I go to the door and open it slightly to find Celebrity Dad standing outside.

‘Sshh,’ I say putting my finger to my lips.

‘You don’t need to be quiet at a party,’ he shouts, pushing his
way in through the door. ‘I knew it was you, Sweeney. I was in the garden and looked up to this window and recognised your dress.’

‘The garden?’ I say.

‘I thought you might be doing coke,’ he says.

‘Doing coke?’ I say.

‘Are you just going to repeat everything that I say?’ he asks.

He is now inside the room and shuts the door behind him. Robert Bass has moved to the back and is standing behind some long coats beside the sink. I can see his legs sticking out at the bottom among pairs of wellington boots and shoes. Celebrity Dad, however, has his own agenda and pulls out a credit card and a small bag of white powder from his jacket pocket. He locks the door, then, in swift succession, sits down on a small stool, takes a magazine from a pile by the door and efficiently starts chopping up lines of cocaine. He generously passes the magazine to me but I decline.

‘I have enough problems going to sleep without any chemical inducement,’ I say.

He leans over the magazine, and snorts a line through a rolled-up twenty-dollar note. He is so familiar to me that I wonder momentarily, through the haze of wine, unconsummated passion, and lack of air, whether I am in fact watching one of his films. Possibly one directed by Quentin Tarantino. Then I start to calculate whether it would be worse to be discovered in flagrante with one parent or assumed to be taking drugs with another, and I realise that there is not much to choose between the two and that I must get out of this room as quickly as possible.

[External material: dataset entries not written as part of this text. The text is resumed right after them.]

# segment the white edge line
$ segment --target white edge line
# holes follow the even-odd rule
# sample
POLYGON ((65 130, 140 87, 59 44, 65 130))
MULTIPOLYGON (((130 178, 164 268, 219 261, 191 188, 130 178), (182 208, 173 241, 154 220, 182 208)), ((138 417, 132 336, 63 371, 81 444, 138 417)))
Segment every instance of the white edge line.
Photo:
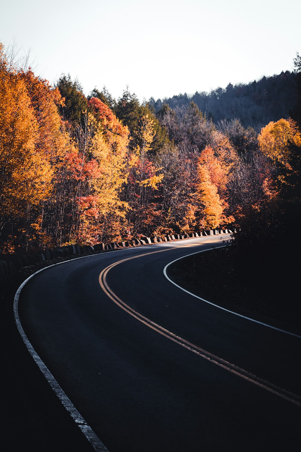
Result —
POLYGON ((188 290, 184 289, 183 287, 181 287, 181 286, 179 286, 178 284, 176 284, 172 281, 170 278, 167 276, 167 273, 166 273, 166 270, 169 265, 171 265, 174 262, 176 262, 177 260, 180 260, 180 259, 183 259, 185 257, 187 257, 188 256, 192 256, 193 254, 198 254, 199 253, 203 253, 204 251, 209 251, 211 250, 214 250, 214 248, 222 248, 227 246, 227 245, 222 245, 221 246, 216 246, 212 248, 208 248, 207 250, 202 250, 200 251, 197 251, 196 253, 192 253, 190 254, 186 254, 185 256, 183 256, 182 257, 179 257, 177 259, 175 259, 172 262, 170 262, 167 264, 167 265, 164 267, 164 270, 163 270, 163 273, 164 274, 164 276, 167 278, 168 281, 172 282, 173 284, 176 286, 177 287, 179 287, 181 290, 183 290, 184 292, 186 292, 186 293, 189 293, 190 295, 192 295, 193 297, 195 297, 196 298, 198 298, 199 300, 201 300, 202 301, 204 301, 205 303, 208 303, 209 305, 211 305, 212 306, 215 306, 215 307, 218 308, 219 309, 222 309, 223 311, 226 311, 227 312, 230 312, 230 314, 233 314, 235 315, 238 315, 239 317, 241 317, 243 319, 246 319, 247 320, 250 320, 251 322, 254 322, 255 323, 258 323, 259 325, 262 325, 263 326, 267 326, 269 328, 272 328, 273 330, 276 330, 278 331, 280 331, 281 333, 285 333, 287 334, 290 334, 291 336, 294 336, 295 337, 299 338, 299 339, 301 339, 301 336, 299 336, 298 334, 295 334, 293 333, 291 333, 290 331, 287 331, 285 330, 281 330, 280 328, 277 328, 275 326, 272 326, 272 325, 269 325, 267 323, 264 323, 262 322, 259 322, 259 320, 255 320, 255 319, 251 319, 250 317, 246 317, 245 315, 242 315, 241 314, 238 314, 237 312, 235 312, 234 311, 230 311, 229 309, 226 309, 226 308, 223 308, 221 306, 219 306, 218 305, 215 305, 214 303, 211 303, 211 301, 208 301, 207 300, 205 300, 204 298, 201 298, 200 297, 198 297, 194 293, 192 293, 191 292, 189 292, 188 290))
MULTIPOLYGON (((91 257, 92 256, 82 256, 77 258, 77 259, 82 259, 83 258, 91 257)), ((55 265, 58 265, 61 264, 65 264, 66 262, 70 262, 72 260, 75 259, 69 259, 68 260, 64 261, 63 262, 58 262, 57 264, 54 264, 51 265, 41 268, 35 273, 33 273, 30 276, 28 277, 22 283, 18 289, 14 300, 14 319, 17 325, 19 334, 23 340, 23 342, 26 346, 28 351, 34 359, 35 361, 40 368, 40 370, 43 373, 46 380, 50 385, 51 387, 57 396, 62 405, 65 407, 67 411, 69 413, 71 417, 75 421, 75 423, 79 427, 80 429, 85 435, 87 439, 90 442, 93 446, 94 450, 97 452, 108 452, 107 449, 99 439, 98 437, 94 433, 89 425, 88 424, 83 418, 79 414, 75 406, 67 397, 64 391, 63 391, 58 383, 54 378, 50 371, 47 368, 45 364, 37 354, 35 350, 29 342, 28 338, 26 336, 22 326, 21 325, 19 315, 18 313, 18 302, 19 296, 21 291, 30 279, 35 276, 38 273, 46 270, 51 267, 54 267, 55 265)))

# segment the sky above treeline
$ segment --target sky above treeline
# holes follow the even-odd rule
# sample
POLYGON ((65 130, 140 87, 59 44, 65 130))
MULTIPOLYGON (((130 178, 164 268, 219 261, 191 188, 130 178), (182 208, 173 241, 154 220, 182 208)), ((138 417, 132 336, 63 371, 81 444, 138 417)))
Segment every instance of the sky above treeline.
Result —
POLYGON ((140 100, 209 91, 292 71, 301 53, 299 0, 15 0, 0 42, 30 51, 35 73, 77 77, 88 95, 127 85, 140 100))

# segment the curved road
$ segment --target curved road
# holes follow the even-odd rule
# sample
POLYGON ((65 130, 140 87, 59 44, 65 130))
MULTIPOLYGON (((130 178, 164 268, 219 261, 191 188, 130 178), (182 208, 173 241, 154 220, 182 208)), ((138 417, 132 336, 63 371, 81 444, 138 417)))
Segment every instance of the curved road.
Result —
POLYGON ((21 291, 25 334, 109 452, 297 446, 301 339, 163 274, 222 245, 218 236, 95 255, 48 268, 21 291))

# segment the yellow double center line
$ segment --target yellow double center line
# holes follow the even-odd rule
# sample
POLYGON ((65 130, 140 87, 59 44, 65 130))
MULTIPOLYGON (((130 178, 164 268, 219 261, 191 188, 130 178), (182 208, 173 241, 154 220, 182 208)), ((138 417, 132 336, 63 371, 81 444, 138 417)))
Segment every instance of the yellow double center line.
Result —
MULTIPOLYGON (((174 248, 173 249, 174 249, 174 248)), ((199 356, 204 358, 205 359, 207 359, 213 364, 216 364, 217 366, 219 366, 219 367, 222 367, 223 369, 225 369, 226 370, 228 371, 229 372, 231 372, 232 373, 234 373, 236 375, 237 375, 237 376, 247 380, 250 383, 257 385, 257 386, 259 386, 263 389, 269 391, 270 392, 272 392, 273 394, 282 397, 282 399, 285 399, 299 406, 301 406, 301 397, 299 397, 299 396, 290 392, 286 391, 286 390, 282 389, 282 388, 279 387, 266 380, 256 377, 256 375, 254 375, 253 374, 250 373, 250 372, 244 370, 243 369, 241 369, 237 366, 235 366, 234 364, 232 364, 228 361, 225 361, 224 359, 222 359, 222 358, 213 355, 209 352, 207 352, 206 350, 198 347, 197 345, 195 345, 194 344, 192 344, 191 342, 189 342, 185 339, 183 339, 179 336, 174 334, 174 333, 172 333, 171 331, 168 331, 168 330, 166 330, 160 325, 158 325, 157 324, 155 323, 154 322, 150 320, 149 319, 135 311, 132 308, 129 306, 128 305, 125 303, 124 301, 120 300, 114 293, 108 284, 106 279, 108 273, 114 267, 119 265, 120 264, 123 264, 127 261, 131 260, 132 259, 136 259, 139 257, 142 257, 144 256, 149 255, 150 254, 156 254, 157 253, 162 253, 169 250, 170 249, 168 250, 162 250, 159 251, 153 251, 150 253, 145 253, 144 254, 139 254, 138 256, 134 256, 132 257, 127 258, 125 259, 122 259, 121 260, 115 262, 114 264, 111 264, 111 265, 109 265, 106 268, 104 268, 99 275, 99 284, 102 289, 117 306, 119 306, 121 309, 123 309, 126 312, 129 314, 130 315, 134 317, 137 320, 139 320, 139 322, 148 327, 148 328, 151 328, 152 330, 158 333, 159 334, 164 336, 165 337, 167 338, 167 339, 172 341, 173 342, 175 342, 181 347, 184 347, 184 348, 186 348, 190 352, 199 355, 199 356)))

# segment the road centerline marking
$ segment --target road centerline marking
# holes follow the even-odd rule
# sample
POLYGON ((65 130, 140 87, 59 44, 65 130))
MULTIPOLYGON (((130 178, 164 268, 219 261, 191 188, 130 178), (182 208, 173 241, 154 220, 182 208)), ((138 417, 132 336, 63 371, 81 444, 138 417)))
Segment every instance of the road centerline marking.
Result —
MULTIPOLYGON (((222 246, 217 247, 222 248, 222 246)), ((180 247, 177 247, 177 248, 180 247)), ((198 355, 200 357, 210 361, 213 364, 218 366, 219 367, 222 367, 226 370, 227 370, 238 377, 240 377, 241 378, 246 380, 254 384, 255 384, 256 386, 259 386, 262 388, 281 397, 282 399, 284 399, 289 402, 294 403, 295 405, 296 405, 298 406, 301 407, 301 397, 299 396, 290 392, 289 391, 287 391, 285 389, 280 388, 277 386, 276 385, 274 385, 273 383, 270 383, 269 381, 268 381, 264 379, 258 377, 251 372, 250 372, 247 371, 245 371, 244 369, 242 369, 238 366, 236 366, 235 365, 223 359, 222 358, 220 358, 213 354, 211 353, 210 352, 208 352, 206 350, 198 347, 197 345, 193 344, 189 342, 188 341, 186 340, 185 339, 177 336, 176 334, 169 331, 168 330, 166 329, 161 325, 157 325, 154 322, 150 320, 150 319, 135 311, 132 308, 131 308, 128 305, 126 304, 126 303, 125 303, 124 301, 123 301, 122 300, 121 300, 116 295, 116 294, 115 293, 109 286, 107 281, 107 273, 110 270, 116 267, 116 265, 122 264, 127 261, 130 260, 132 259, 135 259, 139 257, 142 257, 149 254, 162 253, 163 251, 170 251, 171 249, 168 249, 167 250, 162 250, 159 251, 152 251, 150 253, 146 253, 137 256, 134 256, 131 257, 122 259, 120 261, 118 261, 116 262, 111 264, 110 265, 108 265, 107 267, 104 268, 99 275, 99 282, 101 287, 105 293, 106 293, 106 294, 109 297, 109 298, 110 298, 116 305, 117 305, 117 306, 121 308, 128 314, 129 314, 132 317, 134 317, 136 320, 138 320, 139 322, 144 324, 146 326, 151 328, 156 332, 158 333, 159 334, 169 339, 170 340, 172 341, 186 349, 198 355)), ((206 249, 206 250, 202 250, 202 251, 208 251, 212 249, 213 249, 212 248, 206 249)), ((202 251, 197 252, 197 253, 199 252, 202 252, 202 251)), ((196 253, 193 254, 194 254, 196 253)), ((180 258, 180 259, 181 258, 180 258)), ((176 285, 177 285, 176 284, 176 285)), ((180 287, 180 286, 178 287, 180 287)), ((180 288, 181 288, 180 287, 180 288)), ((187 291, 185 291, 185 292, 187 291)), ((188 292, 188 293, 190 294, 190 292, 188 292)), ((190 294, 192 295, 192 294, 190 294)), ((199 298, 199 297, 198 297, 199 298)), ((212 303, 210 304, 212 304, 212 303)), ((227 310, 225 310, 227 311, 227 310)), ((243 316, 241 316, 243 317, 243 316)))

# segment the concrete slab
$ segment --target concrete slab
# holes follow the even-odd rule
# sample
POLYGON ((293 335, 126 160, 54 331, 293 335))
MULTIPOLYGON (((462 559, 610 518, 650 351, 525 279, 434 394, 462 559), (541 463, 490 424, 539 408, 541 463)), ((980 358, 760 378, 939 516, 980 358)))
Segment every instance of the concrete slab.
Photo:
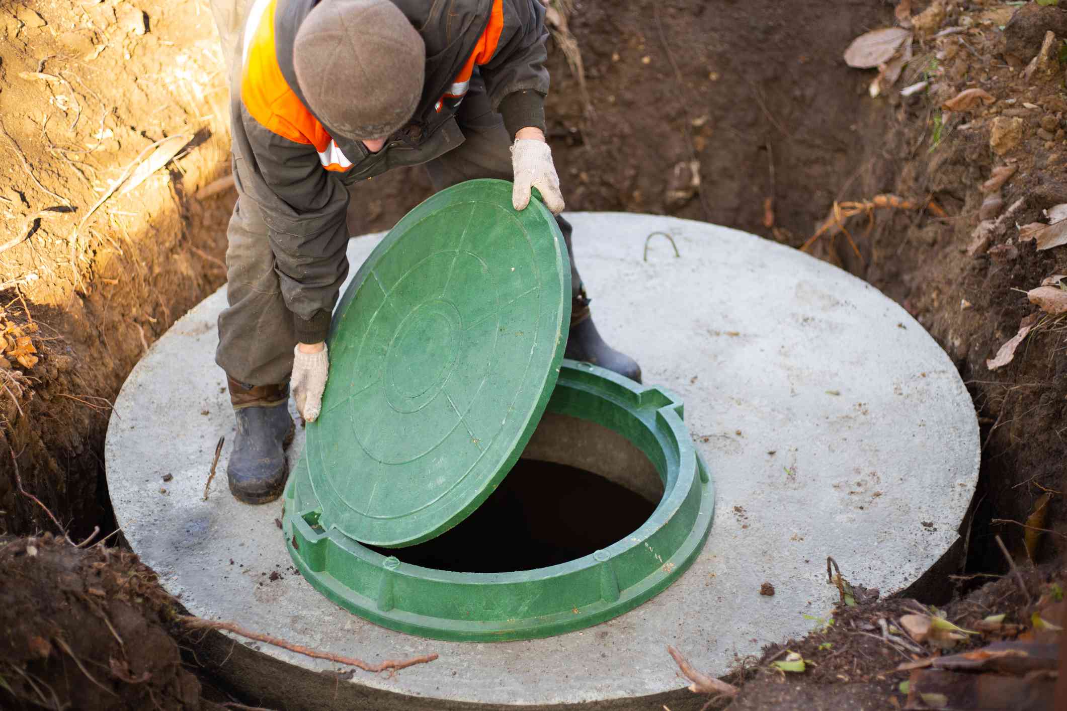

‘So, what were you doing in here then?’ Celebrity Dad asks. He is looking at my dress, hanging off my shoulder. I pull it
back up but it gapes over my stomach. The only solution is to untie the dress completely and start from the beginning again. So I briefly unwrap the dress and then curl it around me, tying a tight bow above the waist.

‘I’m readjusting,’ I say. ‘I wasn’t expecting an audience.’

‘It is so great to be out of LA and back in a country where women look like women,’ he says enthusiastically. ‘I love all that tits-and-bums stuff that you get here, it is so much healthier than dealing with middle-aged women with prepubescent bodies. So readjust all you like.’

‘I really need to get some air,’ I say, when I am convinced that I have recovered decorum. ‘I think I’ll go and have a walk round the garden.’

‘I’ll come with you,’ he says. ‘That woman was doing my head in, asking me about what extra activities my children do, whether they are going to apply for Harvard, my views on parental discipline. She’s enough to drive anyone to drugs.’